Not positive, but I have two guesses. One is that the the T suffix means "treble" and thus the pickup is brighter. That would mean that the B suffix is for "bass", meaning that it's deeper. I think that all Bartolinis are available in these two "flavours". The other guess would be that the suffix indicates what position the pickup should be installed--B at the neck and T at the bridge.
I'm pretty sure it's the latter definition. T = bridge pickup, B = neck pickup. I don't know if they're voiced differently or just slightly different sizes.
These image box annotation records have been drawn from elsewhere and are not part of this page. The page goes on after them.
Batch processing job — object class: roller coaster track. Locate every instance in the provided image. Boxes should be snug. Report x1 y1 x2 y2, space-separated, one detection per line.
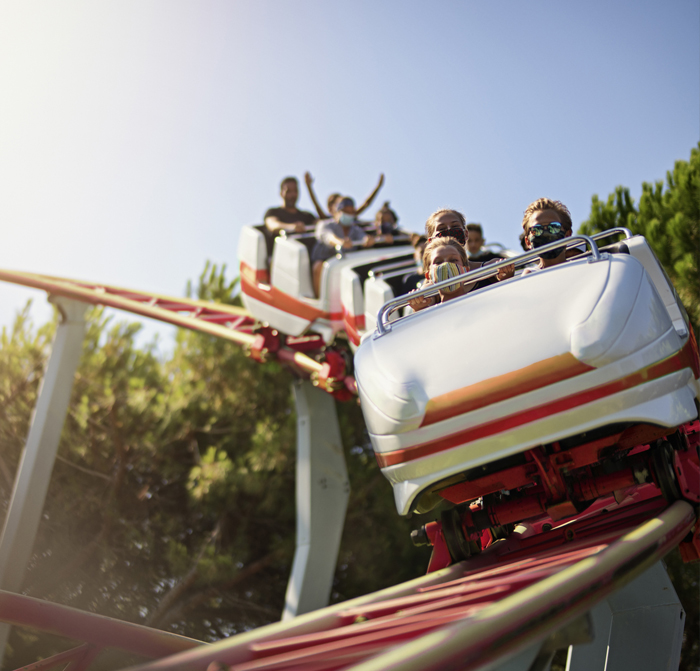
0 270 700 671
0 496 696 671
0 270 356 400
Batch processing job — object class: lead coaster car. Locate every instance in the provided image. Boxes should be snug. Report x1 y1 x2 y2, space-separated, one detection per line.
355 229 700 559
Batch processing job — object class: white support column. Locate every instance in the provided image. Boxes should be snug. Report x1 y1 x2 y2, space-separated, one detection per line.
282 381 350 620
0 297 87 662
566 563 685 671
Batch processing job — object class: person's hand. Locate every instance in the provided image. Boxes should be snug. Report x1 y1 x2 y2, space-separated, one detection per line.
496 263 515 282
408 280 435 312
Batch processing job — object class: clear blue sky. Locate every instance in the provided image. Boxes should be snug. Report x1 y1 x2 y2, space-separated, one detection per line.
0 0 700 346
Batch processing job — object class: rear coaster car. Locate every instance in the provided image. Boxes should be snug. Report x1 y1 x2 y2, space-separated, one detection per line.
355 229 700 524
239 225 415 344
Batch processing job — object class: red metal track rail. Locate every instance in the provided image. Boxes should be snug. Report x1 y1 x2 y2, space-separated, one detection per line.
0 496 684 671
0 269 356 400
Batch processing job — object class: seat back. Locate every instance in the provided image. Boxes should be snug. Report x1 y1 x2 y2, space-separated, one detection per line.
238 224 270 284
340 268 365 345
365 277 398 332
623 235 688 338
271 237 315 298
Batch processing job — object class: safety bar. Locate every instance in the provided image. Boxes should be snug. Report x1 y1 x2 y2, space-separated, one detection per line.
368 266 418 280
591 226 634 240
279 226 316 240
374 235 601 338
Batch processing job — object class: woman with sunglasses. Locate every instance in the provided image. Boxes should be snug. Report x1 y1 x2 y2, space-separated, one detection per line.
523 198 572 274
409 209 514 312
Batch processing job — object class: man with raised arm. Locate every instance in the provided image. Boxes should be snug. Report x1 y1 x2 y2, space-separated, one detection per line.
304 172 384 219
265 177 316 235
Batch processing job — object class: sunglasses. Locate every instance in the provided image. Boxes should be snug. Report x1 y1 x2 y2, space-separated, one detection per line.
527 221 563 238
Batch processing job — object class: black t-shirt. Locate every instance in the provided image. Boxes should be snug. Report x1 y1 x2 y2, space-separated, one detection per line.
263 207 316 226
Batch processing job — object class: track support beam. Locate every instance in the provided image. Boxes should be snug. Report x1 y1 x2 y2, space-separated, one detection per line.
566 562 685 671
0 297 87 663
282 380 350 620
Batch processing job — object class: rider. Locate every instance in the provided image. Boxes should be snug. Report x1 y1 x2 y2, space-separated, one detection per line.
423 238 471 303
523 198 572 274
311 196 374 296
409 209 514 312
304 172 384 219
264 177 316 237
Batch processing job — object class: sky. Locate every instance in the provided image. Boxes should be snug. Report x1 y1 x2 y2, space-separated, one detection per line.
0 0 700 349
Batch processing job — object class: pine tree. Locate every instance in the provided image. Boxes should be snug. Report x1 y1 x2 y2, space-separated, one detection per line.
580 143 700 335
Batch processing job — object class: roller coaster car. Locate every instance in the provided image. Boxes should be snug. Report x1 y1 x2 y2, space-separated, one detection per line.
355 229 700 558
239 225 415 347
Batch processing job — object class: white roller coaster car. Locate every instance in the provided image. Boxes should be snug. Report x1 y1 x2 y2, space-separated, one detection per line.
355 229 700 529
239 225 415 346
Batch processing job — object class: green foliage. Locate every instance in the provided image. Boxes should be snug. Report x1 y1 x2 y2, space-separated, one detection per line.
580 144 700 334
0 264 427 668
580 144 700 669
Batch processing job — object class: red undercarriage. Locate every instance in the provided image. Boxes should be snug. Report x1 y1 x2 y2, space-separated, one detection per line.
413 421 700 573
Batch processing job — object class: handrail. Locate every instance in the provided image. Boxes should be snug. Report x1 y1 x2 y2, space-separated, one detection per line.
374 235 601 338
367 265 418 280
590 226 634 240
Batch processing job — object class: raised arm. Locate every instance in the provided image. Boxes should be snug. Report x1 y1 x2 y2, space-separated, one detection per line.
357 173 384 215
304 172 330 219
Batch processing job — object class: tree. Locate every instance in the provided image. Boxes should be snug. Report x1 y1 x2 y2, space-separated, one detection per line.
580 144 700 671
580 143 700 335
0 266 427 668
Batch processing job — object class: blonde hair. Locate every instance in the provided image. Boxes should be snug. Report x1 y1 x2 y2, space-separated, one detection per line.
425 208 467 238
423 238 469 272
523 198 572 233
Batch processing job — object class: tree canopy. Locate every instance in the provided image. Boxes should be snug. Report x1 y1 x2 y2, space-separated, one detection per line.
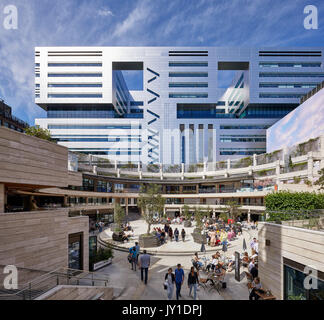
137 184 165 234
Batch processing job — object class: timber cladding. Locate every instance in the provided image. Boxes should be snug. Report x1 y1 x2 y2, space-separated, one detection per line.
0 127 68 187
0 209 89 286
258 222 324 299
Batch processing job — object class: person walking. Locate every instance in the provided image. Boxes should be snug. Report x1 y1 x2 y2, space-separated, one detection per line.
174 263 184 300
188 267 199 300
140 250 151 284
164 268 175 300
164 223 169 240
169 226 173 241
181 229 186 242
129 246 137 271
135 242 141 265
174 228 179 242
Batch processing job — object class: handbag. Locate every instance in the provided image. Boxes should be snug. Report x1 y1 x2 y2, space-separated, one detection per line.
127 254 132 263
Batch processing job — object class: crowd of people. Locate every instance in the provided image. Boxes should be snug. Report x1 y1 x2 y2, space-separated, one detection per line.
153 223 186 245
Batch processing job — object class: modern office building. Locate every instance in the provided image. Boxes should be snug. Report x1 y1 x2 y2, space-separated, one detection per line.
35 47 324 164
267 81 324 152
0 99 28 132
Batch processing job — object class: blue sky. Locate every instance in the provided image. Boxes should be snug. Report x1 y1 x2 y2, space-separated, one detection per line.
267 90 324 152
0 0 324 124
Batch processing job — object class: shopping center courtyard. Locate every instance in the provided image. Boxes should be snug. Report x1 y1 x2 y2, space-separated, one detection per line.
97 219 257 300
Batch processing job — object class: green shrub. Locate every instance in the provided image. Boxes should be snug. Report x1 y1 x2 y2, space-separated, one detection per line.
89 248 114 264
265 191 324 211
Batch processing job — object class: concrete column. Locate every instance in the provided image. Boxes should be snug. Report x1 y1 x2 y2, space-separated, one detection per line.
125 198 128 217
276 160 280 185
181 163 184 180
307 152 314 181
253 154 257 167
63 196 68 207
0 183 6 213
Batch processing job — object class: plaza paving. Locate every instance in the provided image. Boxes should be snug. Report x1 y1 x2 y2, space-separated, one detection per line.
97 220 257 300
100 219 252 256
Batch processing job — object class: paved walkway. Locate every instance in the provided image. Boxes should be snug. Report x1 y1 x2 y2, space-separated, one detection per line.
100 219 253 255
96 220 257 300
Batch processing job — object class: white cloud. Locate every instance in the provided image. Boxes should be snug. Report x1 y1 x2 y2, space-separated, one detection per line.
98 8 114 17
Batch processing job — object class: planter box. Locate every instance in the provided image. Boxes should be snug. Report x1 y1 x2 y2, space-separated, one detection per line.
138 235 161 248
183 220 192 228
110 223 120 232
92 258 112 271
112 232 123 242
191 232 207 244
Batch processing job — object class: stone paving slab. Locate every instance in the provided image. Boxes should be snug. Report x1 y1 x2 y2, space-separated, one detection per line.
100 219 251 255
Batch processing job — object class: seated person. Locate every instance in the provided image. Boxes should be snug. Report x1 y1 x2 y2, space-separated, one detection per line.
121 231 129 242
250 264 259 279
206 255 218 272
214 263 224 276
192 252 204 269
242 251 250 267
248 259 255 273
227 254 235 272
249 277 262 300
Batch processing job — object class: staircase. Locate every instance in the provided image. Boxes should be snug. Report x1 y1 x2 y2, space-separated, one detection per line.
0 268 109 300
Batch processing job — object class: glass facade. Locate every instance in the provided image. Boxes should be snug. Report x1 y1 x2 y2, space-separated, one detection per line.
48 124 142 129
284 265 324 300
220 148 266 156
220 135 266 142
169 82 208 88
169 93 208 98
48 62 102 67
47 83 102 88
47 72 102 77
169 61 208 67
177 104 235 119
259 72 324 78
259 82 317 89
47 93 102 98
169 72 208 78
259 62 322 68
240 104 295 118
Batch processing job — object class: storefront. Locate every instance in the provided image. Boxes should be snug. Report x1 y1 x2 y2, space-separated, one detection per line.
69 232 83 270
284 258 324 300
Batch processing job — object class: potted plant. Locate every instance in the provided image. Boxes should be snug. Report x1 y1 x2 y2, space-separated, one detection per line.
182 205 192 228
192 207 207 244
111 203 125 241
137 184 165 248
89 248 114 271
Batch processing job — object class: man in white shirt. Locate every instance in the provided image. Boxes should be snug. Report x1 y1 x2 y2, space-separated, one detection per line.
248 259 254 272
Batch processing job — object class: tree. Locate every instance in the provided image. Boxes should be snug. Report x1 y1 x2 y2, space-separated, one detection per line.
25 125 54 141
182 204 192 221
114 203 125 231
221 201 241 220
315 168 324 190
195 207 205 229
137 184 165 235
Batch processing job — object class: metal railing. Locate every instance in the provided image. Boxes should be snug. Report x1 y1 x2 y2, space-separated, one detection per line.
265 210 324 232
0 268 109 300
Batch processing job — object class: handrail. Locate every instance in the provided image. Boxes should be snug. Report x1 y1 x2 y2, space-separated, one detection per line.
0 267 109 300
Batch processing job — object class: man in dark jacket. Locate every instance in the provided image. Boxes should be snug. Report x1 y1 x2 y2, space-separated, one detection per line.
164 268 175 300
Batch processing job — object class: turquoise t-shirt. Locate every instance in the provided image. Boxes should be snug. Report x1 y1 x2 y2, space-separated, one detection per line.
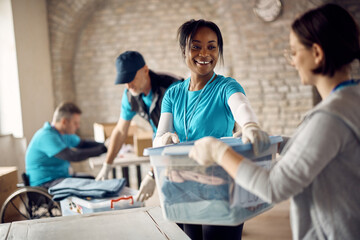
161 75 245 142
120 88 157 133
25 122 80 186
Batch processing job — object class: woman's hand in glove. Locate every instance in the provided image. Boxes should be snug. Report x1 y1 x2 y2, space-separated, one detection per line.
135 175 155 202
242 122 270 156
154 132 180 147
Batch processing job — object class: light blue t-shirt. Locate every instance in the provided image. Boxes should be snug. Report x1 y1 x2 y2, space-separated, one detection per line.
25 122 80 186
120 88 157 133
161 75 245 142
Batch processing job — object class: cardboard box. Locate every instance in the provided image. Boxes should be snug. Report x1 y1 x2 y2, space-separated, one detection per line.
134 129 153 156
0 167 18 219
93 122 137 144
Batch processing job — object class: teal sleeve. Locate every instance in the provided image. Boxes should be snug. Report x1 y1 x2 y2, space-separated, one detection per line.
37 133 67 158
65 134 81 148
120 89 136 121
161 89 172 113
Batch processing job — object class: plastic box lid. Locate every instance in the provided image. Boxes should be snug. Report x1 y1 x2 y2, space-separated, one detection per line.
144 136 282 156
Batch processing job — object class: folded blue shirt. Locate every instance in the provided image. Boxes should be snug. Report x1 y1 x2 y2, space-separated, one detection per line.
49 178 126 201
161 178 229 204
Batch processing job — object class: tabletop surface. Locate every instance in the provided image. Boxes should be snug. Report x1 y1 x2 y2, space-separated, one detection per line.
0 206 189 240
89 153 150 166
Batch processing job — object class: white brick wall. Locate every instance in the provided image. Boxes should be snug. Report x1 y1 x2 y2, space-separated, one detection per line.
48 0 360 137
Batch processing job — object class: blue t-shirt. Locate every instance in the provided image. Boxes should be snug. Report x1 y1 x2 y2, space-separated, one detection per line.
120 88 157 133
25 122 80 186
161 75 245 142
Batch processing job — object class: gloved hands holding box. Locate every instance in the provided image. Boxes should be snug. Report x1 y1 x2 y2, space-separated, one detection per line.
234 122 270 156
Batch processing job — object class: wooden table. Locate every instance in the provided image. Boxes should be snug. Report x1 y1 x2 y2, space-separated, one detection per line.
89 153 150 187
0 206 190 240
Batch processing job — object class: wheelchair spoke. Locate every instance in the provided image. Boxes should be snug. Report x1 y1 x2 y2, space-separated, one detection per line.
19 194 32 219
10 200 30 219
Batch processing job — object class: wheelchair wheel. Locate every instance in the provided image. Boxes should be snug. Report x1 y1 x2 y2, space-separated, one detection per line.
0 187 61 223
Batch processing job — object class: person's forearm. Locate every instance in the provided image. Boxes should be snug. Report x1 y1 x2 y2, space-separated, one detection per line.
220 148 244 179
76 140 104 148
105 131 127 164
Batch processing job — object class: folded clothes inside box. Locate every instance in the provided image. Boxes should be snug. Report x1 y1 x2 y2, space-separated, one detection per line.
145 136 282 225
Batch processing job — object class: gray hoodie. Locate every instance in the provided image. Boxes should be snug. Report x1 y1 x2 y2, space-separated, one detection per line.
236 84 360 239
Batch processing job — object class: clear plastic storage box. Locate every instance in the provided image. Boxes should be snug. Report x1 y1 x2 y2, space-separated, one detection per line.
144 136 282 226
60 187 144 216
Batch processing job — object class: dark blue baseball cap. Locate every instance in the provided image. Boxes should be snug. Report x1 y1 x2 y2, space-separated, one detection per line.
115 51 145 84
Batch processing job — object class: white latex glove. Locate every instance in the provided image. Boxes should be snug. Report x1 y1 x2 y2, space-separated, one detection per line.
189 137 230 166
242 123 270 156
95 162 113 181
154 132 180 147
135 175 155 202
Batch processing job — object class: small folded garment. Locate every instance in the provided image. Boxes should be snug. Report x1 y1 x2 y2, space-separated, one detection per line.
49 178 126 201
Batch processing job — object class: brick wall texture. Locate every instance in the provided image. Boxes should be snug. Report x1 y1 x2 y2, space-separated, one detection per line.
47 0 360 137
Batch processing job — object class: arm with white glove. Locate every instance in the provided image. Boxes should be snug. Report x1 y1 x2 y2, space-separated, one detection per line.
189 137 244 178
135 170 155 202
228 92 270 155
135 113 179 202
153 113 180 147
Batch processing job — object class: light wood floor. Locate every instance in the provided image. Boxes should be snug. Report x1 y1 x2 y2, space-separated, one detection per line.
145 190 291 240
242 200 291 240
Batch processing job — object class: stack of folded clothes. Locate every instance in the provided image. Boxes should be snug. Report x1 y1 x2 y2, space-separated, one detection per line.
49 178 126 201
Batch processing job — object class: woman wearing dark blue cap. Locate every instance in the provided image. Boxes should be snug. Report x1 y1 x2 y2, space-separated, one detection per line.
96 51 182 201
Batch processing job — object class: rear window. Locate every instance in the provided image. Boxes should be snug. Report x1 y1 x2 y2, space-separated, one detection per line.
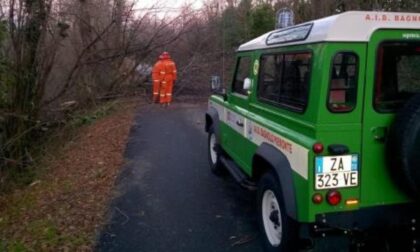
374 42 420 112
258 52 312 112
328 52 359 113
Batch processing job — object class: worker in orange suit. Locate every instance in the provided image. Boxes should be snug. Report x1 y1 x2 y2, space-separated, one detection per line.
159 52 177 106
152 55 165 103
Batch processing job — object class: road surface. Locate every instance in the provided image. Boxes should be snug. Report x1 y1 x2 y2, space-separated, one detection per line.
96 104 262 252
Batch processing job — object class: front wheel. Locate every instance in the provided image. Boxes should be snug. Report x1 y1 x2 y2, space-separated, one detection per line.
257 172 297 252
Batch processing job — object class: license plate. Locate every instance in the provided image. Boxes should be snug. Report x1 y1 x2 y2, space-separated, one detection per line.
315 155 359 189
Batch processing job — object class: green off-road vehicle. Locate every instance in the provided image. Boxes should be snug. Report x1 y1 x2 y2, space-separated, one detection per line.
206 12 420 251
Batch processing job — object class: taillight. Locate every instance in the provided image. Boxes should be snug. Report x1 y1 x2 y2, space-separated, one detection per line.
327 190 341 206
312 143 324 154
312 193 324 204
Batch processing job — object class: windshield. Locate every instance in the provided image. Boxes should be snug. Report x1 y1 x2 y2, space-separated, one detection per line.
374 42 420 112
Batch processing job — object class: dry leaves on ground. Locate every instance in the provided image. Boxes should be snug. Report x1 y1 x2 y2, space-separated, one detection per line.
0 98 141 251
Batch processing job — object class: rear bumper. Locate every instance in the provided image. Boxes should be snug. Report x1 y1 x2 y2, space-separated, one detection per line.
301 204 420 251
316 204 420 231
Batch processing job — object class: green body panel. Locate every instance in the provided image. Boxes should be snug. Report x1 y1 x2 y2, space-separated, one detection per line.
210 30 420 222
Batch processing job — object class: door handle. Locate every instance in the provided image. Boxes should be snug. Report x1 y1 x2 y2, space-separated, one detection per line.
371 127 387 142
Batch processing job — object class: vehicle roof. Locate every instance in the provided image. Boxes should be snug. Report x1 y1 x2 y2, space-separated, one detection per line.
238 11 420 51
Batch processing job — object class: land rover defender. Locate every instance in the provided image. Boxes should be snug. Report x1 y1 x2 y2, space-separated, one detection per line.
205 11 420 251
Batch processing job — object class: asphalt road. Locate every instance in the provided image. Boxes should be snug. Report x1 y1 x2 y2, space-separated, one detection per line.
96 104 262 252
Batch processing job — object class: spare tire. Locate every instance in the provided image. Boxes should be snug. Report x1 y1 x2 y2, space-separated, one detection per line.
387 94 420 199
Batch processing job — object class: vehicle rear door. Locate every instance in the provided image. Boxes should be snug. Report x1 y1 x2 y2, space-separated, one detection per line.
225 53 252 170
361 30 420 205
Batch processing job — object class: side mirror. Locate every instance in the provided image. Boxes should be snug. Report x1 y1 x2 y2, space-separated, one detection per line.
210 75 222 93
243 78 252 91
210 75 227 101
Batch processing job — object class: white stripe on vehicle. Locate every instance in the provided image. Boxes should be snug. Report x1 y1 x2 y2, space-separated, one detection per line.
209 101 309 180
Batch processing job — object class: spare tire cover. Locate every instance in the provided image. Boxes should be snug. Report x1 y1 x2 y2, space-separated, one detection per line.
387 94 420 199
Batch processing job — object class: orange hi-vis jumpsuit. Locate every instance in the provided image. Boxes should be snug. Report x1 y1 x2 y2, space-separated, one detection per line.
159 53 177 104
152 55 165 102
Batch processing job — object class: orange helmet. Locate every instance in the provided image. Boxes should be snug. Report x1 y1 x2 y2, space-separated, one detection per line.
162 52 171 59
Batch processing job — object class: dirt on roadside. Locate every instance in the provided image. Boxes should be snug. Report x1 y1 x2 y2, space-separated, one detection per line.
0 98 139 251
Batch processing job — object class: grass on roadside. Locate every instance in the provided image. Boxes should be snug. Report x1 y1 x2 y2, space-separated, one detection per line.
0 98 135 252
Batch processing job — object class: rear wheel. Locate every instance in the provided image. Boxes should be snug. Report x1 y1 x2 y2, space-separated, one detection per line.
208 127 223 175
257 172 297 252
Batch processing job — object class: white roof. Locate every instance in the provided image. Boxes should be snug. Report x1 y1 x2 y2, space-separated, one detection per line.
238 11 420 51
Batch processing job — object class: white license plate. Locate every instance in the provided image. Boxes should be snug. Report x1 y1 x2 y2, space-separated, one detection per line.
315 155 359 190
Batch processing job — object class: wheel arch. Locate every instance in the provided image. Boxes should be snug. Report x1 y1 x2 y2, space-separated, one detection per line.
252 143 297 220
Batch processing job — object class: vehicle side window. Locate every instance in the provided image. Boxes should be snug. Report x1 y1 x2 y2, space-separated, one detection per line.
374 41 420 112
328 52 359 113
258 53 312 112
232 57 251 95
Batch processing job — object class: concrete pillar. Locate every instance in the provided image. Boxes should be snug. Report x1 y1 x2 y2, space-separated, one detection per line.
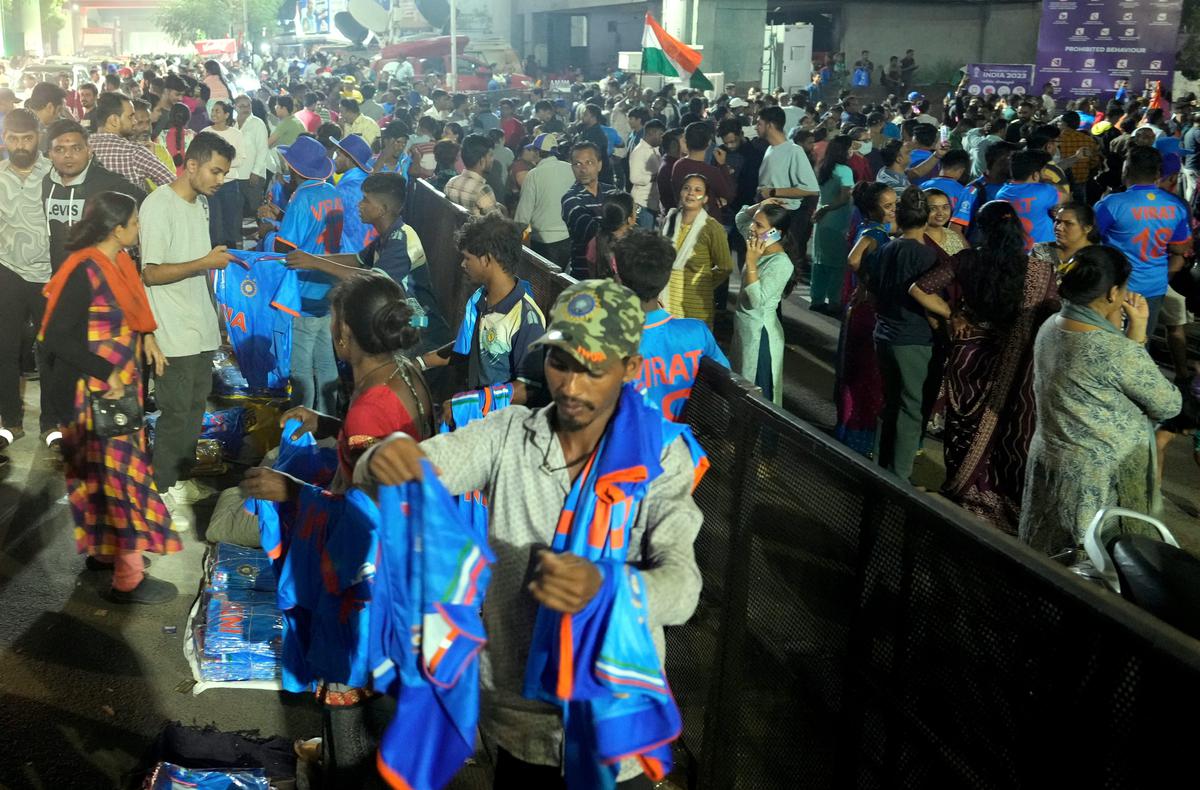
659 0 691 43
691 0 767 84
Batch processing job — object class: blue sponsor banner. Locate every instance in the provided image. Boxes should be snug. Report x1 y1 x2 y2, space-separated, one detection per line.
1037 0 1183 101
967 64 1033 96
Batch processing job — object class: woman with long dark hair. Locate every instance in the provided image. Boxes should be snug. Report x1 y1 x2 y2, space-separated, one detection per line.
41 192 184 604
866 186 941 480
834 181 896 456
661 173 733 328
586 192 638 277
200 100 244 249
810 134 854 316
241 273 434 773
1018 245 1182 555
910 201 1058 534
241 273 433 492
158 102 196 176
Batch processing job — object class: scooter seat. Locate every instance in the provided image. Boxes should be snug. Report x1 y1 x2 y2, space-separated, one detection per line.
1109 535 1200 639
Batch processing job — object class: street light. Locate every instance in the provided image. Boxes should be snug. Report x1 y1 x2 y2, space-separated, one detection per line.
450 0 458 92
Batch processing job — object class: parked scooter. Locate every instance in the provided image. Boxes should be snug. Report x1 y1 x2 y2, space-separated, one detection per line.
1070 508 1200 639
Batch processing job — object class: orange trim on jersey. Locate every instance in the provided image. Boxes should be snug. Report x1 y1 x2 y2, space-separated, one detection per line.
376 752 413 790
637 754 667 782
271 301 300 318
554 614 575 700
588 499 612 551
554 510 575 535
691 455 712 491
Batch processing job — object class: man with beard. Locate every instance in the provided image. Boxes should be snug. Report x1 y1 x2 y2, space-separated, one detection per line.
139 132 235 529
0 109 53 444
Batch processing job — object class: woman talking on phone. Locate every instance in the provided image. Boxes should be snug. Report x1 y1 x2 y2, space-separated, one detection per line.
730 198 793 406
41 192 184 604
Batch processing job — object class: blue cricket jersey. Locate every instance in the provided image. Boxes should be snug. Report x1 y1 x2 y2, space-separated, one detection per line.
334 167 379 252
212 250 300 394
950 176 1004 228
1096 184 1192 299
367 470 496 788
634 310 730 420
908 148 941 187
276 181 346 316
996 184 1058 244
920 175 967 213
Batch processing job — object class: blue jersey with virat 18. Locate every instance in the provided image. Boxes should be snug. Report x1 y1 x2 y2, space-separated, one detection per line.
920 175 967 211
634 310 730 421
334 167 379 253
1096 184 1192 299
212 250 300 393
950 176 1004 228
275 181 345 316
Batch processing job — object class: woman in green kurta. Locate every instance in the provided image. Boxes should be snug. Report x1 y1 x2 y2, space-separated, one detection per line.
730 198 793 406
1018 245 1182 555
810 134 854 316
661 174 733 329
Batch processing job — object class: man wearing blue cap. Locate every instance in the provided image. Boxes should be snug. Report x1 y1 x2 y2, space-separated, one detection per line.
512 132 575 262
268 134 344 414
330 134 374 253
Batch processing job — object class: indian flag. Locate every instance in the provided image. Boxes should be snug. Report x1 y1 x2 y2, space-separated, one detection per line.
642 14 713 90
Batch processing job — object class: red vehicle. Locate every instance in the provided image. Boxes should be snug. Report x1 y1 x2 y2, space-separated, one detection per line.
372 36 533 91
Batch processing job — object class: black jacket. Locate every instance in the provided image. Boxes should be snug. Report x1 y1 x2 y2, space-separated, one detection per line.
42 158 146 271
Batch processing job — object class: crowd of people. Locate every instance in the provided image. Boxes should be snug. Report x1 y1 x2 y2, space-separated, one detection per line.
0 50 1200 788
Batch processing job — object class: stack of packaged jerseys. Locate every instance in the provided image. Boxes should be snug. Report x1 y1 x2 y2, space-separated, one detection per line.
193 543 283 682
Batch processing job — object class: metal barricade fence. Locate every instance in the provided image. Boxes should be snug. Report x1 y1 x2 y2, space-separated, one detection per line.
407 182 1200 790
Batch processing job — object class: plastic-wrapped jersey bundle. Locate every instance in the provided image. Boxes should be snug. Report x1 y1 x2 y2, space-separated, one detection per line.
200 407 246 460
145 762 271 790
208 543 277 590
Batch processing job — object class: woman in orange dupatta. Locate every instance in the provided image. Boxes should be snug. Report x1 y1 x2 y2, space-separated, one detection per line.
40 192 184 604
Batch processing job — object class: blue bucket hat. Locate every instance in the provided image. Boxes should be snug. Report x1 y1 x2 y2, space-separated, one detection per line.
329 134 371 170
280 137 334 181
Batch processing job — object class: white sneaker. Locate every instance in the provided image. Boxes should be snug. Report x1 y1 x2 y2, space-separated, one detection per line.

M44CT....T=Bridge pickup, M4=pickup style, 4=number of strings, C=deep tone. The M44CB is the same pickup at the neck position (B=Neck pickup).
geshel is right.. since Pickups are sold separately usually. they sell them by "Bridge" and "Neck" Example Seymour Duncan Active Soapbars(My favorite ) ASB-5n = neck ASB-5b = bridge ASB-5s = Set (Both Neck + Bridge)
"T" and "B" might also have another implication. My P46s are quad-coils (Which, from the Bart literature, the M44Cs might be - they list both the dual and the quad-coils as 'C'). The bridge pickup is wired so that the two coils (each a split humbucker) available are the "neck" and "Bridge" pairs. The neck pickup is wired so the two are "P" and "reverse P". I'm not sure if these connections are done internally, or somewhere in the wire upstream of my control cavity. Probably internally. Eight wires per pickup would be a bitch. BTW, the catalog at www.bartolini.net is a pretty good reference for the model names and numbers. There are some confusing bits (like how a 72P46x is dual coil, but xxP46x is quad coil?).